Dave Cashwell contracted Bright Planeat Solar for a roughly $45,000 panel system on his home. After about two months, he experienced no real progress and ran into constant excuses every time he called. He discovered the installation design had been done incorrectly by the company’s design team, which stalled the project, and when he tried to walk away he learned the only way to cancel was to pay off the panels in full — the same $45,000 — before he could do anything with them. Two months in, with nothing completed and repeated delays, he ended up frustrated by what he describes as the worst customer service he’s encountered; the payoff clause plus faulty design work is the specific snag he warns other buyers to watch for.

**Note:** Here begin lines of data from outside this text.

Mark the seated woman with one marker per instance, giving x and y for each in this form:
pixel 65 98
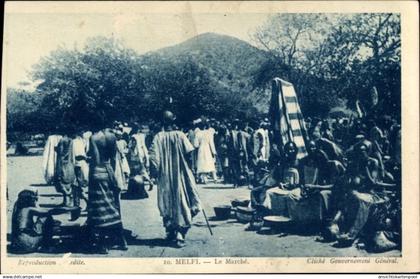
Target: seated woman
pixel 363 195
pixel 32 227
pixel 278 183
pixel 138 162
pixel 311 203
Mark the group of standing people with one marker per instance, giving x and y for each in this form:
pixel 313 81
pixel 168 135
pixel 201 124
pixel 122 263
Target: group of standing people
pixel 228 150
pixel 352 163
pixel 103 167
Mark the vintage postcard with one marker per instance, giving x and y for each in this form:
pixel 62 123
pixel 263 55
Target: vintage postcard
pixel 210 137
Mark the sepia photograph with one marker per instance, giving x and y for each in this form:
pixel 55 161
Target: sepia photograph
pixel 200 134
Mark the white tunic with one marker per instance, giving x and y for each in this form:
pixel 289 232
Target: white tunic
pixel 206 151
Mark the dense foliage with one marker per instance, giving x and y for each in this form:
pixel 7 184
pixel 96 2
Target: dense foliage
pixel 332 61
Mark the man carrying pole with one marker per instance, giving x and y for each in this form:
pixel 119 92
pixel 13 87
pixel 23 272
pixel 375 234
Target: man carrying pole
pixel 178 199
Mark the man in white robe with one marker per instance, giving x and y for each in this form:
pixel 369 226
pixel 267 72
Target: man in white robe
pixel 178 199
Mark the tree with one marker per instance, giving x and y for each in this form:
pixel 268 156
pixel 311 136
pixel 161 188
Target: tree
pixel 334 58
pixel 78 85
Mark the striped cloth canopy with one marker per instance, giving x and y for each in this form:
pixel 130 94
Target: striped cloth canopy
pixel 286 117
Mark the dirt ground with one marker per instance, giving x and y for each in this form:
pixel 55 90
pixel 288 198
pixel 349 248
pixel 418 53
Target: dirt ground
pixel 142 217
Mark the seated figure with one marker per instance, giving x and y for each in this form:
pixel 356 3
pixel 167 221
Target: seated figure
pixel 32 227
pixel 283 178
pixel 363 194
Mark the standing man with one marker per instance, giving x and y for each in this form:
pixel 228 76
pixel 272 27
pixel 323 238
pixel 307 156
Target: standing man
pixel 81 170
pixel 178 200
pixel 104 216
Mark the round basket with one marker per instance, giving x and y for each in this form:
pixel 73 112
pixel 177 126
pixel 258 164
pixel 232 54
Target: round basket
pixel 222 212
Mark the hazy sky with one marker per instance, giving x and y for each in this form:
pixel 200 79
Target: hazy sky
pixel 28 37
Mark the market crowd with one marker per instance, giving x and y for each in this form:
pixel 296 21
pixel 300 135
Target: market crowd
pixel 353 166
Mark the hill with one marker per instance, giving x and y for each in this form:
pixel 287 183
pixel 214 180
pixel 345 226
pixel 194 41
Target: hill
pixel 232 64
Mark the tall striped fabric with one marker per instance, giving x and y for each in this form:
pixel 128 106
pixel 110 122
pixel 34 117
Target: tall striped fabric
pixel 286 117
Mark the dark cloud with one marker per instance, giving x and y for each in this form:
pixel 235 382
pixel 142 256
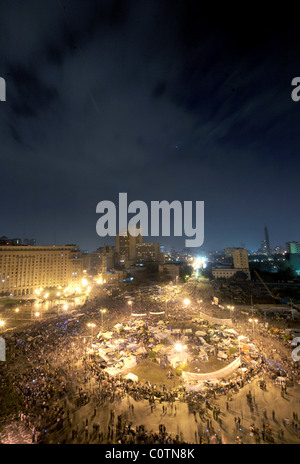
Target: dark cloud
pixel 158 99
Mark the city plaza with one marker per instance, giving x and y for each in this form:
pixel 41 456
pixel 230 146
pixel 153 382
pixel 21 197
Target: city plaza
pixel 143 373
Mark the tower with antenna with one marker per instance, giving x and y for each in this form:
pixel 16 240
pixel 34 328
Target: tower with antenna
pixel 267 240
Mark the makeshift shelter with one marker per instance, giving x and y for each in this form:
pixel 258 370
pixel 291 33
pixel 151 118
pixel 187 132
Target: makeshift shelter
pixel 132 377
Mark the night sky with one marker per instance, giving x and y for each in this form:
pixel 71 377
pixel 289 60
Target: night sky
pixel 160 99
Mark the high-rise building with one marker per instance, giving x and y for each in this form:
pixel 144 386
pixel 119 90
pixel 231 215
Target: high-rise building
pixel 267 241
pixel 147 252
pixel 240 258
pixel 293 247
pixel 24 269
pixel 126 247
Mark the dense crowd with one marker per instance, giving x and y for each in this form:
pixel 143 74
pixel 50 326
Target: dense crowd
pixel 53 374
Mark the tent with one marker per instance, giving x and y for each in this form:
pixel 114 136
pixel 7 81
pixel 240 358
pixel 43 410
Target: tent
pixel 199 333
pixel 132 377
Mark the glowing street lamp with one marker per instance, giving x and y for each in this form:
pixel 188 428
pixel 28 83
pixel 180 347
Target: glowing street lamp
pixel 117 342
pixel 240 337
pixel 91 325
pixel 130 304
pixel 102 311
pixel 187 302
pixel 253 321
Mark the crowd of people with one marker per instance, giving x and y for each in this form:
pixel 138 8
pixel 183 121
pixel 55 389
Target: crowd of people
pixel 54 377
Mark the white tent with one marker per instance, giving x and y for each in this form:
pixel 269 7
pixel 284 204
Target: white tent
pixel 199 333
pixel 131 376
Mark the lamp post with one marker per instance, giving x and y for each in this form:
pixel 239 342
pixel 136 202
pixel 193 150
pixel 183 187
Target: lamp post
pixel 91 325
pixel 239 339
pixel 186 302
pixel 130 304
pixel 253 321
pixel 102 311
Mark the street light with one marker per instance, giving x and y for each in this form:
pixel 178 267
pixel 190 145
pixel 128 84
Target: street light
pixel 130 304
pixel 91 325
pixel 102 311
pixel 117 342
pixel 240 337
pixel 187 302
pixel 253 321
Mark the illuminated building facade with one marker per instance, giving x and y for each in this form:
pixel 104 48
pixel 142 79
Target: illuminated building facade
pixel 24 269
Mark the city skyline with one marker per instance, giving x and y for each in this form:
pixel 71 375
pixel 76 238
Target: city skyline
pixel 163 101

Glen Diller hired this company to install a rooftop solar system two months ago and quickly ran into a serious safety and service problem. During a routine inspection by the energy company a crucial piece of equipment came loose and broke off, creating what he describes as a real fire hazard over a house that includes his elderly parents and a young child. He repeatedly pressed the installer for help, but the crew proved evasive and refused to dispatch a technician to make the repair. Kevin Kapchuk, his primary point of contact, behaved toward his wife in a way Glen found unprofessional and offensive, and the company’s overall response felt dismissive rather than concerned about safety. He expected them to honor the equipment maintenance tied to a 25‑year contract, but instead found a focus on making the sale with no willingness to promptly fix a dangerous defect. Glen regrets not researching the company first and wished he could give zero stars; the striking image that stayed with him was a broken, potentially combustible component sitting above his family while the installer declined to act.
Long-term satisfaction for Sanctuary Solar Systems drops to 1.0 ★ compared to early reviews. This decline is worse than 75% of installers we looked at.
Long-term reviews carry the most weight in our methodology because they are most representative of what you should be paying for: a system that will perform for years.